The bond market has already been tricky to navigate, especially given the overall weakness in prices amid rising inflation and a tightening Federal Reserve policy. This is especially the case for fixed income investors who are opting to chase yield via riskier assets.
With yields rising across the board for bonds, investors are thinking twice before jumping into risky assets like high yield bonds. In a market environment where recession talks are not uncommon, high yield may not be worth the risk when investment-grade debt could be the easier path in a market where unknowns remain.
“But yields are at 7.5% of May 17, up from 4.42% since the beginning of January, according to the ICE Bank of America U.S. High-Yield Index,” the report added further.

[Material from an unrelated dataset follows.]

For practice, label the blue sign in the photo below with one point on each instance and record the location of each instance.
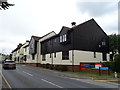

Getting Active With High Yield
One way to approach the high yield debt market is to opt for an active management strategy. This essentially puts the selection of high yield debt holdings in the hands of professionals as opposed to self-directed investors or advisors doing the legwork themselves.
This can all be had with an active exchange traded fund (ETF) like the American Century Select High Yield (AHYB), which has an expense ratio of 0.45%. The fund actively invests primarily in BB- and B-rated debt issues in pursuit of high current income and risk-adjusted returns.
The fund itself is subadvised by a veteran team at Nomura Corporate Research and Asset Management, a firm that has specialized in the high yield market since its founding in 1991. According to the fund’s product website, the managers apply a research-intensive process that seeks to identify companies that they believe can:
- Carry debt loads across market cycles
- Generate sustainable cash flows
- Decrease leverage on their balance sheets in pursuit of higher ratings
In order to crack into its diverse array of holdings (almost 480 as of April 30), the fund utilizes a top-down macro overlay that establishes duration and ratings distribution. Then, sector allocations are determined through a bottom-up security selection.
The majority of the fund (55%) ranges between five and 10 years, thereby limiting duration within the intermediate range in order to minimize rate risk while enhancing yield at the same time. As such, the weighted average coupon is 5.54% — once again, as of April 30.